Avocado Turkey Salad

This next recipe is a spin on turkey salad. Traditional turkey or chicken salad can be a nice way to pack protein into your day, But I personally do not like enjoy these heavy chicken salads packed full of mayonnaise. I thought it would be interesting to replace the mayo for avocado and Greek yogurt.

I think this recipe both smells and tastes better than traditional turkey salad. I strongly dislike the smell of hard cooked eggs (which is basically what commercial mayo smells like). I am just not a big fan of mayo, but I do love avocados. You can put this one a sandwich or even eat it with a spoon like I did.

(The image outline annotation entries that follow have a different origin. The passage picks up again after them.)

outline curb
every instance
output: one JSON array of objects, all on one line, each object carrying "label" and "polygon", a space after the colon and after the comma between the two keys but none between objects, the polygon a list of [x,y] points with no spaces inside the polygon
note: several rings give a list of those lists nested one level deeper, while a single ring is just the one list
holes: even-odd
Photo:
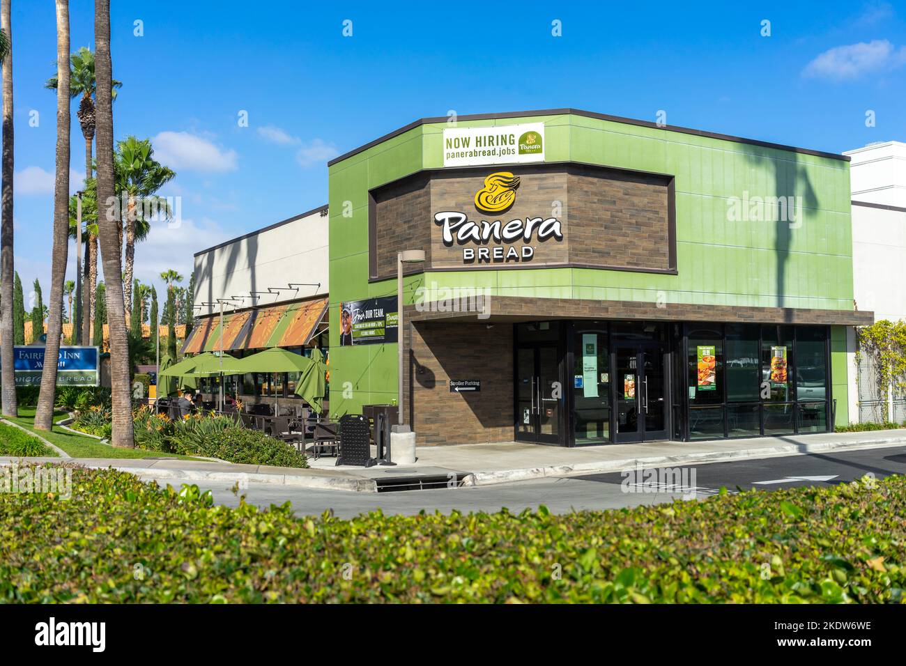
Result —
[{"label": "curb", "polygon": [[675,456],[651,456],[649,458],[625,458],[602,462],[581,462],[575,465],[553,465],[523,469],[504,469],[495,472],[473,472],[464,485],[494,486],[514,481],[529,481],[546,477],[571,477],[587,474],[606,474],[634,468],[648,468],[663,467],[667,464],[689,465],[708,464],[730,460],[757,460],[766,458],[787,458],[807,456],[824,451],[859,450],[860,449],[882,449],[906,446],[906,437],[882,438],[875,440],[852,442],[826,442],[822,444],[786,444],[762,449],[744,449],[736,451],[712,451],[701,453],[677,454]]},{"label": "curb", "polygon": [[0,419],[0,423],[5,423],[7,426],[13,426],[14,428],[18,428],[20,430],[22,430],[23,432],[24,432],[26,435],[31,435],[34,439],[40,439],[42,442],[43,442],[44,446],[49,447],[50,449],[52,449],[54,451],[56,451],[57,455],[60,458],[72,458],[72,456],[70,456],[68,453],[66,453],[66,451],[64,451],[63,449],[61,449],[60,447],[58,447],[56,444],[53,444],[53,443],[47,441],[44,438],[41,437],[41,435],[39,435],[39,434],[37,434],[35,432],[32,432],[27,428],[23,428],[18,423],[14,423],[13,421],[6,420],[5,419]]},{"label": "curb", "polygon": [[[91,469],[107,469],[112,466],[84,465]],[[346,490],[356,493],[377,493],[378,485],[373,478],[342,477],[308,477],[294,474],[266,474],[261,472],[207,472],[191,469],[161,469],[159,468],[115,468],[138,477],[171,478],[178,481],[211,481],[225,483],[266,483],[275,486],[293,486],[316,490]]]}]

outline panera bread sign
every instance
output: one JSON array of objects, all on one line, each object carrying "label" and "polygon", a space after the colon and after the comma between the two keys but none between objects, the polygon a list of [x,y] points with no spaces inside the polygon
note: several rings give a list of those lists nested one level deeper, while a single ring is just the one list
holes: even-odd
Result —
[{"label": "panera bread sign", "polygon": [[444,130],[444,166],[545,161],[545,123]]},{"label": "panera bread sign", "polygon": [[463,264],[508,264],[531,262],[536,248],[560,244],[563,223],[556,217],[504,217],[516,203],[521,183],[519,176],[496,171],[475,192],[477,216],[461,210],[435,213],[443,246],[458,249]]}]

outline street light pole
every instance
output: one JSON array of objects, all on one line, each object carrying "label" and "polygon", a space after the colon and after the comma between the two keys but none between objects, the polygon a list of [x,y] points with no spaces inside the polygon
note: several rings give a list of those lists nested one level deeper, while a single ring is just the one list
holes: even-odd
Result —
[{"label": "street light pole", "polygon": [[82,307],[82,192],[75,193],[75,310],[78,317],[72,317],[72,341],[82,344],[82,318],[85,316]]},{"label": "street light pole", "polygon": [[399,394],[397,408],[397,414],[399,419],[397,422],[402,426],[406,423],[405,417],[403,415],[403,405],[402,405],[402,376],[403,376],[403,358],[402,358],[402,341],[403,341],[403,317],[402,317],[402,265],[403,264],[416,264],[425,260],[425,251],[424,250],[403,250],[397,254],[397,356],[399,356],[399,368],[397,374],[397,391]]}]

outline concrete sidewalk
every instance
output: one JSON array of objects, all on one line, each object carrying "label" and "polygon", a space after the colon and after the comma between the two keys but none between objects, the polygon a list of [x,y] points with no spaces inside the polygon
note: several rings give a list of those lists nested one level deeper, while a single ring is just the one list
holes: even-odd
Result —
[{"label": "concrete sidewalk", "polygon": [[[335,467],[335,458],[309,459],[311,469],[238,465],[149,457],[68,458],[88,468],[112,467],[140,477],[174,484],[217,481],[266,483],[350,492],[377,492],[378,481],[394,477],[465,475],[464,483],[489,486],[545,477],[569,477],[642,468],[707,464],[833,451],[906,446],[906,430],[822,433],[703,442],[609,444],[565,449],[520,442],[425,447],[411,465]],[[0,458],[0,465],[17,458]],[[60,462],[60,458],[28,458]]]}]

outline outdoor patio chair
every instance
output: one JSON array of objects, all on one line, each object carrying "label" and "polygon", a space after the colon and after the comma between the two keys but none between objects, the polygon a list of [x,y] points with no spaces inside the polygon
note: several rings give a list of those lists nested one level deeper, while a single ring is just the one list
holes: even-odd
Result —
[{"label": "outdoor patio chair", "polygon": [[339,425],[327,421],[320,421],[314,424],[314,431],[312,437],[312,453],[314,459],[321,458],[324,449],[333,450],[333,455],[337,455],[337,449],[340,444]]}]

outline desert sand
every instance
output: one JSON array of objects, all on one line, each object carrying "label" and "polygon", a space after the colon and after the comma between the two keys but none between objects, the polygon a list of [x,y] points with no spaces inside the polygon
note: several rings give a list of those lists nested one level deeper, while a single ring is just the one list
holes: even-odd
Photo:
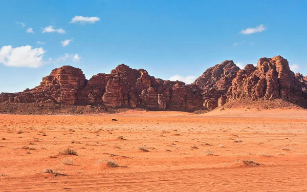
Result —
[{"label": "desert sand", "polygon": [[307,191],[306,111],[0,115],[0,191]]}]

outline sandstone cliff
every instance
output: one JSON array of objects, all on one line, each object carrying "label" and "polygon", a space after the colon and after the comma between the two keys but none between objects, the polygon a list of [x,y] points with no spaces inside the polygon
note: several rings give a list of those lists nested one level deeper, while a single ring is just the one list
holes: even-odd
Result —
[{"label": "sandstone cliff", "polygon": [[[120,65],[87,80],[80,69],[53,70],[40,84],[19,93],[2,93],[0,103],[100,105],[154,110],[212,110],[231,101],[279,99],[307,108],[307,76],[294,74],[280,56],[261,58],[240,70],[225,60],[207,70],[192,84],[163,80],[144,69]],[[32,106],[32,105],[31,105]]]}]

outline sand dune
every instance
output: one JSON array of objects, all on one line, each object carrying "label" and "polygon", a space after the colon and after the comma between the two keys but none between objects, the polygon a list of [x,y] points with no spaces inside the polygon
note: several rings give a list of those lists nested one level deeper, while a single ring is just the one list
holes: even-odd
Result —
[{"label": "sand dune", "polygon": [[304,191],[306,114],[1,115],[0,190]]}]

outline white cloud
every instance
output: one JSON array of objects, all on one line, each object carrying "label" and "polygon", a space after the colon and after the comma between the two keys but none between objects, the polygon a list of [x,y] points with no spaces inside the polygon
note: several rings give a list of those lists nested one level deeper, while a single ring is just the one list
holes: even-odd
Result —
[{"label": "white cloud", "polygon": [[[80,61],[80,59],[81,59],[81,57],[79,56],[77,54],[70,54],[68,53],[65,53],[63,55],[60,56],[59,57],[55,59],[54,61],[55,62],[59,62],[61,61],[65,61],[67,60],[71,60],[73,61],[79,62]],[[50,61],[53,60],[52,58],[50,58],[49,60]]]},{"label": "white cloud", "polygon": [[67,39],[65,40],[61,41],[61,44],[62,44],[62,46],[63,46],[63,47],[67,46],[68,45],[69,45],[69,43],[70,42],[70,41],[73,40],[73,39],[74,39],[74,38],[72,38],[71,39]]},{"label": "white cloud", "polygon": [[42,65],[45,52],[42,48],[32,49],[30,46],[16,48],[3,46],[0,49],[0,63],[7,66],[37,68]]},{"label": "white cloud", "polygon": [[291,70],[291,71],[294,72],[297,72],[300,68],[298,65],[293,65],[292,66],[290,66],[290,69]]},{"label": "white cloud", "polygon": [[26,32],[27,33],[33,33],[34,32],[33,31],[33,29],[32,28],[28,28],[28,29],[27,30],[27,31],[26,31]]},{"label": "white cloud", "polygon": [[241,30],[241,33],[243,33],[245,35],[247,35],[249,34],[253,34],[254,33],[260,32],[266,29],[267,28],[264,27],[263,25],[260,25],[259,26],[257,26],[254,28],[247,28],[246,29],[243,29],[242,30]]},{"label": "white cloud", "polygon": [[171,77],[169,78],[169,80],[171,81],[179,80],[180,81],[183,81],[185,82],[186,84],[191,84],[194,82],[195,79],[196,79],[196,76],[192,75],[188,75],[186,77],[184,77],[179,75],[175,75],[172,77]]},{"label": "white cloud", "polygon": [[22,27],[24,27],[26,26],[26,24],[24,24],[24,23],[18,23],[18,22],[16,22],[16,24],[20,24],[20,25],[21,25],[21,26],[22,26]]},{"label": "white cloud", "polygon": [[100,18],[97,17],[83,17],[83,16],[76,15],[72,19],[70,22],[71,23],[75,23],[80,22],[80,23],[90,23],[94,24],[100,20]]},{"label": "white cloud", "polygon": [[53,28],[53,26],[52,26],[46,27],[42,29],[42,33],[53,32],[57,32],[60,34],[65,33],[65,30],[63,29],[55,29]]},{"label": "white cloud", "polygon": [[244,69],[244,63],[240,62],[238,62],[235,65],[238,66],[240,69]]},{"label": "white cloud", "polygon": [[75,61],[80,61],[80,59],[81,59],[81,57],[79,57],[77,54],[75,54],[74,57],[73,58],[73,60]]}]

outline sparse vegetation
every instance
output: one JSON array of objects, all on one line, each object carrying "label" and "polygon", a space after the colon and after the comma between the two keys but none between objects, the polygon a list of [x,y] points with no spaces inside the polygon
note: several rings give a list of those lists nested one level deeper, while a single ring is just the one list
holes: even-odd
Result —
[{"label": "sparse vegetation", "polygon": [[59,151],[59,154],[69,155],[78,155],[77,152],[75,150],[67,147],[67,148]]},{"label": "sparse vegetation", "polygon": [[206,154],[207,155],[214,155],[214,154],[213,153],[213,152],[212,152],[211,150],[207,150],[206,151]]},{"label": "sparse vegetation", "polygon": [[74,164],[73,163],[73,161],[71,159],[69,159],[69,158],[64,158],[62,159],[62,163],[65,164],[65,165],[72,165]]},{"label": "sparse vegetation", "polygon": [[260,163],[255,163],[255,161],[254,161],[254,159],[249,159],[247,160],[242,160],[242,162],[243,162],[243,163],[246,165],[249,166],[254,166],[255,165],[259,166],[259,165],[262,164]]},{"label": "sparse vegetation", "polygon": [[117,167],[118,166],[119,166],[117,163],[115,162],[115,161],[111,160],[107,160],[106,165],[108,167],[113,168]]},{"label": "sparse vegetation", "polygon": [[209,145],[209,146],[213,146],[213,145],[211,143],[206,143],[204,144],[202,144],[202,145]]},{"label": "sparse vegetation", "polygon": [[148,150],[147,150],[147,148],[146,148],[143,146],[139,147],[139,150],[141,150],[142,151],[143,151],[144,152],[149,152],[149,151]]},{"label": "sparse vegetation", "polygon": [[192,148],[194,148],[195,150],[197,150],[199,149],[199,148],[198,147],[198,146],[195,146],[195,145],[193,145],[191,147],[192,147]]}]

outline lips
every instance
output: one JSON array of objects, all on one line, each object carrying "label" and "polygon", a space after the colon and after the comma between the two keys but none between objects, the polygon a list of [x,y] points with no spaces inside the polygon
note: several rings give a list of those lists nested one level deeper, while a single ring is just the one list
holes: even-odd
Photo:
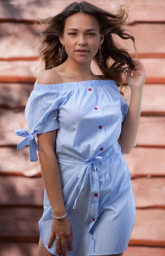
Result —
[{"label": "lips", "polygon": [[77,51],[76,51],[76,52],[89,52],[89,51],[88,51],[88,50],[77,50]]}]

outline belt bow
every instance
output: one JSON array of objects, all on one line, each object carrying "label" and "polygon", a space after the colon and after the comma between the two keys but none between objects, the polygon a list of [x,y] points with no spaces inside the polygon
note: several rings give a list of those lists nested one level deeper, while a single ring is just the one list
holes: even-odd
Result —
[{"label": "belt bow", "polygon": [[[89,163],[87,163],[87,165],[85,166],[85,167],[84,168],[83,168],[82,169],[82,170],[81,171],[81,172],[80,173],[80,174],[79,174],[79,176],[78,176],[79,178],[80,178],[80,177],[81,176],[81,175],[82,175],[82,174],[85,171],[85,170],[86,169],[86,168],[87,169],[87,171],[86,172],[86,174],[85,175],[85,180],[84,181],[83,183],[82,184],[81,189],[80,190],[80,191],[79,192],[79,193],[78,194],[78,195],[77,196],[77,197],[76,198],[75,201],[74,201],[74,205],[73,207],[73,209],[74,209],[76,207],[76,204],[77,204],[77,202],[78,199],[78,198],[79,198],[79,197],[80,196],[80,195],[83,189],[83,188],[85,184],[85,182],[86,182],[86,178],[87,177],[88,175],[89,172],[89,171],[91,168],[91,165],[93,164],[94,168],[95,169],[95,175],[96,176],[96,178],[97,179],[99,180],[99,181],[100,181],[101,180],[102,180],[103,178],[104,178],[104,172],[101,170],[100,170],[100,169],[98,167],[98,166],[97,166],[97,163],[98,162],[99,162],[99,161],[101,161],[102,160],[105,160],[105,159],[107,159],[108,158],[109,158],[109,157],[101,157],[101,156],[98,156],[97,157],[93,159],[90,162],[89,162]],[[82,162],[83,163],[85,163],[85,161],[83,162]],[[102,178],[101,179],[99,179],[99,177],[98,177],[97,175],[97,172],[96,171],[97,169],[99,171],[99,172],[102,174]]]}]

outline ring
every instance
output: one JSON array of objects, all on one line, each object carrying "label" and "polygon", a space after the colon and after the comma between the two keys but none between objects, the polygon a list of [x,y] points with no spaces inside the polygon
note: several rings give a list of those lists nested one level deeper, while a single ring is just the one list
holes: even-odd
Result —
[{"label": "ring", "polygon": [[56,239],[58,240],[60,240],[60,237],[56,237]]}]

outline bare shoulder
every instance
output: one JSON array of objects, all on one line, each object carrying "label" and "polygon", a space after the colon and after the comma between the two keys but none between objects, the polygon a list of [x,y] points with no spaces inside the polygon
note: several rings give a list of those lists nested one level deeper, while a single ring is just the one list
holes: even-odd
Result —
[{"label": "bare shoulder", "polygon": [[101,80],[110,80],[108,77],[106,77],[103,75],[99,75],[97,76],[98,76]]},{"label": "bare shoulder", "polygon": [[57,72],[51,70],[47,70],[40,73],[36,83],[38,84],[58,84],[60,79]]}]

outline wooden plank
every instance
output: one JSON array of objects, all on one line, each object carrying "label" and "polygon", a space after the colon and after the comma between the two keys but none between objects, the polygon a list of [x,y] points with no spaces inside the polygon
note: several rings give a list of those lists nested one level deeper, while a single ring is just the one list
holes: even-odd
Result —
[{"label": "wooden plank", "polygon": [[42,177],[1,176],[0,206],[42,208],[44,188]]},{"label": "wooden plank", "polygon": [[165,248],[128,246],[124,256],[164,256]]},{"label": "wooden plank", "polygon": [[0,242],[0,256],[36,256],[38,242]]},{"label": "wooden plank", "polygon": [[[34,89],[34,84],[0,83],[0,107],[14,109],[17,112],[26,107],[30,94]],[[131,91],[124,91],[124,98],[129,104]],[[141,108],[141,115],[163,115],[165,114],[164,103],[165,86],[163,84],[145,84]]]},{"label": "wooden plank", "polygon": [[131,184],[136,208],[165,209],[165,177],[132,178]]},{"label": "wooden plank", "polygon": [[130,245],[165,247],[165,210],[137,209]]},{"label": "wooden plank", "polygon": [[[37,30],[42,27],[40,25],[37,26],[33,24],[0,23],[0,35],[3,38],[0,41],[0,60],[37,60],[40,36]],[[146,57],[153,57],[150,56],[151,53],[157,58],[165,58],[165,38],[163,36],[165,24],[139,23],[133,26],[125,26],[125,29],[134,37],[136,47],[140,54],[145,54]],[[142,44],[142,37],[143,42],[149,44]],[[121,40],[118,36],[115,40],[117,44],[127,49],[130,54],[133,52],[134,54],[134,46],[131,39]],[[159,47],[156,47],[155,45],[159,45]]]},{"label": "wooden plank", "polygon": [[[41,176],[39,160],[30,161],[28,146],[20,151],[15,147],[0,147],[0,152],[2,153],[0,175],[28,177]],[[37,152],[38,155],[38,151]]]},{"label": "wooden plank", "polygon": [[[1,256],[36,256],[38,243],[0,242]],[[125,256],[164,256],[165,248],[128,246]]]},{"label": "wooden plank", "polygon": [[[36,256],[38,242],[0,242],[0,256]],[[128,246],[125,256],[164,256],[165,248]]]},{"label": "wooden plank", "polygon": [[[11,207],[9,211],[9,207],[2,208],[1,241],[38,241],[38,222],[43,213],[43,209]],[[137,209],[135,225],[129,245],[164,247],[165,230],[162,224],[165,221],[165,213],[163,209]]]},{"label": "wooden plank", "polygon": [[[131,179],[131,184],[137,208],[165,209],[165,177]],[[42,177],[1,176],[0,206],[41,207],[44,190]]]},{"label": "wooden plank", "polygon": [[0,241],[38,241],[40,229],[38,222],[42,216],[43,211],[41,208],[1,208],[0,211]]},{"label": "wooden plank", "polygon": [[[131,90],[128,86],[123,90],[124,99],[129,105]],[[165,114],[165,84],[145,84],[143,87],[141,116],[164,115]]]},{"label": "wooden plank", "polygon": [[[145,84],[165,84],[165,58],[142,58],[140,60],[146,71]],[[98,73],[93,61],[91,69],[96,75],[101,74],[100,72]],[[0,82],[34,83],[42,70],[43,67],[39,61],[0,61]]]},{"label": "wooden plank", "polygon": [[[25,117],[24,111],[14,113],[9,110],[0,108],[0,115],[2,124],[0,131],[0,145],[16,145],[22,140],[23,137],[16,135],[14,133],[14,129],[25,128],[29,131],[29,128]],[[9,122],[9,120],[11,122]],[[164,147],[165,126],[164,116],[141,116],[136,140],[137,145],[148,147]]]},{"label": "wooden plank", "polygon": [[[151,137],[149,134],[148,136],[149,140]],[[165,154],[163,148],[134,147],[130,154],[124,155],[131,177],[165,177]]]},{"label": "wooden plank", "polygon": [[[36,17],[47,17],[54,16],[63,11],[67,5],[71,3],[69,0],[63,2],[61,0],[49,0],[48,6],[46,0],[43,0],[42,4],[40,1],[31,1],[26,0],[23,5],[20,4],[19,1],[12,0],[1,0],[0,2],[0,20],[11,20],[26,22],[33,22]],[[90,3],[96,6],[109,12],[116,11],[120,5],[127,4],[131,6],[129,14],[129,22],[165,21],[165,6],[163,0],[156,2],[155,0],[134,0],[128,2],[127,0],[111,0],[101,1],[91,1]],[[30,11],[29,11],[30,6]],[[46,6],[46,8],[45,6]],[[7,10],[7,11],[6,11]],[[19,13],[19,15],[18,15]]]},{"label": "wooden plank", "polygon": [[[165,177],[165,154],[164,148],[134,147],[130,154],[124,155],[131,177]],[[39,161],[30,161],[28,146],[20,151],[16,146],[0,147],[0,175],[41,176]]]},{"label": "wooden plank", "polygon": [[15,112],[24,111],[33,89],[33,84],[0,83],[0,108],[14,109]]}]

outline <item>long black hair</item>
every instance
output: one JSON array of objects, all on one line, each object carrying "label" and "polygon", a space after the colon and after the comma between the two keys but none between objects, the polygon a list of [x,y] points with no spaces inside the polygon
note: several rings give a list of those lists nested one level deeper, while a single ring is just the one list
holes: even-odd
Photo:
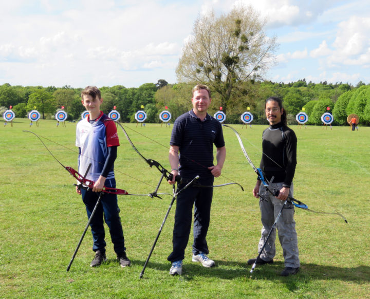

  • one pound cooked chicken or turkey breast
  • one avocado
  • 1/4 cup plain Greek yogurt
  • 2 tablespoons apple cider vinegar
  • 1/3 cup dried cranberries
  • salt and  pepper to taste
  1. Shred chicken or turkey with a fork, or alternatively, cut into bite size pieces.
  2. In a medium bowl, combine avocado, Greek yogurt, and apple cider vinegar using a potato masher or wooden spoon so that the avocado breaks down into a creamy mixture.
  3. Stir in the chicken/turkey and dried cranberries. Season with salt and pepper to taste. This can be enjoyed immediately, but I like it served chilled. This will keep in the fridge for a few days. The vinegar should stunt the browning of the avocado.

I hope you enjoy this simple but creamy chicken or turkey salad. I can’t wait to have more of this turkey salad for lunch tomorrow.